We identified patients with Parkinson's disease in a population based registry and found that 10% of the patients reported similarly affected first degree relatives. The controls were ascertained randomly from the population and, reflecting the homogeneity of the Finnish population, the patients and the controls did not differ in their basic demographic features. We found that the relative risk of Parkinson's disease was 2.9-fold higher and the cumulative incidence of disease by the age of 90 years was 3.3-fold higher among the first degree relatives of the patients than those of the controls. These figures are similar to those found previously in two other studies using population based cohorts13 16 despite differences in case ascertainment, collection of family history information, and case verification. The similar frequency of positive family history and the similar risk among first degree relatives of probands suggest that the Finnish population does not differ from other populations in the frequency of familial Parkinson's disease.

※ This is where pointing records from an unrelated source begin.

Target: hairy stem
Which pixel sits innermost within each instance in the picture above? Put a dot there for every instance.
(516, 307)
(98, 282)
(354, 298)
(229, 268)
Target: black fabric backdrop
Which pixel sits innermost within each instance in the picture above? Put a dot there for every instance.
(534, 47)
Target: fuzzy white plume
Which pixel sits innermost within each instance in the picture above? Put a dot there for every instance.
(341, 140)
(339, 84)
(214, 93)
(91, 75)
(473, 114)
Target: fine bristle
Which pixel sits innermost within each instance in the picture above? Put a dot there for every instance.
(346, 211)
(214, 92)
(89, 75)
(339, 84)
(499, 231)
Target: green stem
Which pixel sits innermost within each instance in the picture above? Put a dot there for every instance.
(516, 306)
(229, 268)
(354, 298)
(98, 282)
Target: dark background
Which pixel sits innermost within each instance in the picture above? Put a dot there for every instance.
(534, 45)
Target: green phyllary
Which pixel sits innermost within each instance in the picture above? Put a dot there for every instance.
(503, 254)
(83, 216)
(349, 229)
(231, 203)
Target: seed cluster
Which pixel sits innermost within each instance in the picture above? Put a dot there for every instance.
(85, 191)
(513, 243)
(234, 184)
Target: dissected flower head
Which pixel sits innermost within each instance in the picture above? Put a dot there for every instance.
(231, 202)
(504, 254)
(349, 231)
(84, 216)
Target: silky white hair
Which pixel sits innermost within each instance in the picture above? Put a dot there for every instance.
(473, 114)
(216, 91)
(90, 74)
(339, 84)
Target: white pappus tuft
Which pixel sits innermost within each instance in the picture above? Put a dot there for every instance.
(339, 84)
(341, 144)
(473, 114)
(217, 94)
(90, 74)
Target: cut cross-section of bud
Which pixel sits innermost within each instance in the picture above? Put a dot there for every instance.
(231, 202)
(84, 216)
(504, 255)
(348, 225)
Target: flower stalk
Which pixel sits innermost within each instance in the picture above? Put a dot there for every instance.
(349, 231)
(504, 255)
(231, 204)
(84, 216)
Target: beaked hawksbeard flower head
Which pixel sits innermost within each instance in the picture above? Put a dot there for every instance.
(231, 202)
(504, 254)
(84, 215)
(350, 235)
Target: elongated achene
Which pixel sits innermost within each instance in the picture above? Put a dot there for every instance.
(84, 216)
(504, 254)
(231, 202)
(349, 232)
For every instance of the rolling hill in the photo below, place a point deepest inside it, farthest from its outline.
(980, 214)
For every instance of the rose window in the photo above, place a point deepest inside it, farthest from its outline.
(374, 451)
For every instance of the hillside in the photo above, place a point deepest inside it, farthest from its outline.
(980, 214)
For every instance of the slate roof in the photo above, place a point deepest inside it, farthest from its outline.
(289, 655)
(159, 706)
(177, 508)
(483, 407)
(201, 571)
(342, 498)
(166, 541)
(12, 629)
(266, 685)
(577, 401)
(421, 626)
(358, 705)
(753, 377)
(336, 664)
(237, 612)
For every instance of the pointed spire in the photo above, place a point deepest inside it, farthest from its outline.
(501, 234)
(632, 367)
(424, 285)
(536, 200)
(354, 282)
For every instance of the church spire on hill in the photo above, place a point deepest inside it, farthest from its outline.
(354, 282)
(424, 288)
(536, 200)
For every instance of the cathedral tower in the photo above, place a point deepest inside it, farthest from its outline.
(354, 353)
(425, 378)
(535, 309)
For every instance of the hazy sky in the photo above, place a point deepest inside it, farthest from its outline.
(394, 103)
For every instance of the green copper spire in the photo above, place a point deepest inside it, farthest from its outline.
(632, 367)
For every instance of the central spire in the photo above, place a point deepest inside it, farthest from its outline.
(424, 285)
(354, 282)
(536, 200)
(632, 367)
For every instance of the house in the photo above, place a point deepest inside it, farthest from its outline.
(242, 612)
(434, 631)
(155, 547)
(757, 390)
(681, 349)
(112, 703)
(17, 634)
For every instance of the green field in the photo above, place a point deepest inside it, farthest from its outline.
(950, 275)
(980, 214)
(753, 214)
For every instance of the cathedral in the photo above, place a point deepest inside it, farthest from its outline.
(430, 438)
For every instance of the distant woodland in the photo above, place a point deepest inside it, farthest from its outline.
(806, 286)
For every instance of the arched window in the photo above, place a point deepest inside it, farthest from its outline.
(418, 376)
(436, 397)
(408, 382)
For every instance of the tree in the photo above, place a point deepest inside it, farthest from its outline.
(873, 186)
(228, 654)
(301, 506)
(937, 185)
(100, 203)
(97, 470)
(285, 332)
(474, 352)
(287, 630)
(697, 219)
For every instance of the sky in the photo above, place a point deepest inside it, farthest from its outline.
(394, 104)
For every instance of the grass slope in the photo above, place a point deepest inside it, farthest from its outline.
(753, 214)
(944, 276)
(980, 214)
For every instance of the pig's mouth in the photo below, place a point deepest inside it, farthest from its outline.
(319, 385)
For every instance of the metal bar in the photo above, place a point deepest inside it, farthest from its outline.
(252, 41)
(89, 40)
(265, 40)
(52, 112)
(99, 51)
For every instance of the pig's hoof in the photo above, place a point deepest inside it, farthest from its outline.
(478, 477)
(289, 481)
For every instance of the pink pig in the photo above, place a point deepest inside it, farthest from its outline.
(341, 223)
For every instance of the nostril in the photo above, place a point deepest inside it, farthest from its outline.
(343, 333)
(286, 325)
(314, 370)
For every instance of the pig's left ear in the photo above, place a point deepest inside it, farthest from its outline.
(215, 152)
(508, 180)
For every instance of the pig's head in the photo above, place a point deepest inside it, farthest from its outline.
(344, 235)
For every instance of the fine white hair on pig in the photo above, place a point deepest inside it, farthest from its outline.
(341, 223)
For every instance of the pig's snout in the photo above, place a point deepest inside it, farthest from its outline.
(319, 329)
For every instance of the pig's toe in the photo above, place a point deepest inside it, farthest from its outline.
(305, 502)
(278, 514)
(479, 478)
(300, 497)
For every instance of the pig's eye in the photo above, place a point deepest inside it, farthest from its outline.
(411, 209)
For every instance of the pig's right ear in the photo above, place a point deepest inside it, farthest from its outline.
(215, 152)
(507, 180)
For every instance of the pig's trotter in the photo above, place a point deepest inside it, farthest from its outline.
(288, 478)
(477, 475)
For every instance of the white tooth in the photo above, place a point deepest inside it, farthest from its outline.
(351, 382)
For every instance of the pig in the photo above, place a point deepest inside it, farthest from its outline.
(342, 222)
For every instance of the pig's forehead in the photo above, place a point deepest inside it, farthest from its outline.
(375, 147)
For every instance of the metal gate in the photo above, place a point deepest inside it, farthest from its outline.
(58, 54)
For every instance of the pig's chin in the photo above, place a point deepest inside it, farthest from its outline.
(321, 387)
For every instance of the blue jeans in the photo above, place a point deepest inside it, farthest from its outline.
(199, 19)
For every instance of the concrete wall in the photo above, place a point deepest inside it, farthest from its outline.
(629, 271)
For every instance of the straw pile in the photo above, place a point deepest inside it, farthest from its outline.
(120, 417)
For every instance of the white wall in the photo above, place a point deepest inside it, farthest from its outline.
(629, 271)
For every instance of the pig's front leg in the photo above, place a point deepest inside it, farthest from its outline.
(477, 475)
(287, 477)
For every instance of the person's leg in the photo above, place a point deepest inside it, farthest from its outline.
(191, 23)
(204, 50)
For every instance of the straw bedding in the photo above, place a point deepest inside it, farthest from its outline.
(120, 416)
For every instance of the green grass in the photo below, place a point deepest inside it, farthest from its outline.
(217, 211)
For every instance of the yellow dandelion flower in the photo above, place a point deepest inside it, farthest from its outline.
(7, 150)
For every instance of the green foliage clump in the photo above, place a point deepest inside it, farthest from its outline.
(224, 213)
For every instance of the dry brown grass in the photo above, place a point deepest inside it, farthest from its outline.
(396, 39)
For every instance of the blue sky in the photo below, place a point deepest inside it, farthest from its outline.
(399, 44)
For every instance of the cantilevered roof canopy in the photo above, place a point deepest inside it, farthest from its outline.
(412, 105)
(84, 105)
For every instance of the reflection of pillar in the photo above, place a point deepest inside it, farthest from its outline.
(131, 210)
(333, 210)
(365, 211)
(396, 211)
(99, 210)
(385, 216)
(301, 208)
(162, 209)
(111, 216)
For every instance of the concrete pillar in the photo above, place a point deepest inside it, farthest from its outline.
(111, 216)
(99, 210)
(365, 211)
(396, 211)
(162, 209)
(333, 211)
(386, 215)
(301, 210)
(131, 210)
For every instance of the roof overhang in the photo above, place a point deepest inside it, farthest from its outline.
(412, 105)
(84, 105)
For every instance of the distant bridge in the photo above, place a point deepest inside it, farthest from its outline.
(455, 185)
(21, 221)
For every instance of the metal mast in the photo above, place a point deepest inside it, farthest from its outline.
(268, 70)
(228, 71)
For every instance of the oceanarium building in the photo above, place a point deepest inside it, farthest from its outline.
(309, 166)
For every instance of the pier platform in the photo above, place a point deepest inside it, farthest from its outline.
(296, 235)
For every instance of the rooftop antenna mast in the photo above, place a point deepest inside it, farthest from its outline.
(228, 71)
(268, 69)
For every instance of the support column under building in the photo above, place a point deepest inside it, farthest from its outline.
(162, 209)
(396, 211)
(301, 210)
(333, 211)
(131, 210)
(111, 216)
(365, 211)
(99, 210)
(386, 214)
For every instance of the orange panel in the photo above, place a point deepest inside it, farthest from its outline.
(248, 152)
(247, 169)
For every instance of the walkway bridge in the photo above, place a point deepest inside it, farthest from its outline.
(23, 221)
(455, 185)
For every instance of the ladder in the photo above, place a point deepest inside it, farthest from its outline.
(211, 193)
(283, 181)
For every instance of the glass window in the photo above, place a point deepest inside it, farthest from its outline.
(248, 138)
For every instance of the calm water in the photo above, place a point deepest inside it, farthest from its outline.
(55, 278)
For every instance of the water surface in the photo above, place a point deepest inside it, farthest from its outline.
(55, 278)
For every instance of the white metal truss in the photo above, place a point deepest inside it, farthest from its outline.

Family history information on Parkinson's disease has been suggested to yield high sensitivity—that is, affected relatives are correctly classified—and high specificity—that is, unaffected relatives are correctly classified13—and, therefore, we did not attempt to verify cases that were reported to be healthy. Chart review of the cases reported to be affected showed that the rate of false positive reports was quite low indicating that the validity of the family history method in genetic epidemiology of Parkinson's disease is good. However, the family history method has some shortcomings compared with family studies as family history may lead to underestimation of the frequencies of the disorder in relatives20 and family history data provided by patients may yield higher sensitivity than data obtained from unaffected subjects.21
Genetic epidemiological studies on Parkinson's disease have suggested autosomal dominant rather than recessive inheritance and the crude segregation ratios have been higher for parents than siblings2 12 17 or equal.13 18Interestingly, the reverse was true in our study as the crude segregation ratio was 0.27 among the siblings of the probands and 0.17 among the parents. Furthermore, the ratio of families with affected members in a single generation to those with affected members in multiple generations was 1.25, whereas a ratio of 0.75 has been found elsewhere.22 A single generation to multiple generation ratio exceeding unity may be considered to suggest a recessive inheritance. Parental consanguinity was not reported in our families, and the frequency of both parents being born in the same municipality was 55% for the parents of the controls, being similar to that of the parents of the probands and sporadic cases. We suggest that autosomal recessive inheritance partly explains the segregation pattern seen in this study population. Patients with an early onset autosomal recessive Parkinson's disease have been shown to harbour mutations in the parkin gene.10 11 Many different mutations have been found in this gene and they have been suggested to be the cause of the disease in one third of the families with autosomal recessive Parkinson's disease in Europe.11 The entire Finnish population has grown from a small founder population and isolation of the population has led to enrichment of certain recessively inherited diseases, a phenomenon currently known as the Finnish disease heritage.23 Our finding that autosomal recessive inheritance is plausible among Finnish patients with Parkinson's disease suggests that founder mutations in the parkin gene may be detectable in this population.
This study was supported by grants from the Research Council for Health, Academy of Finland.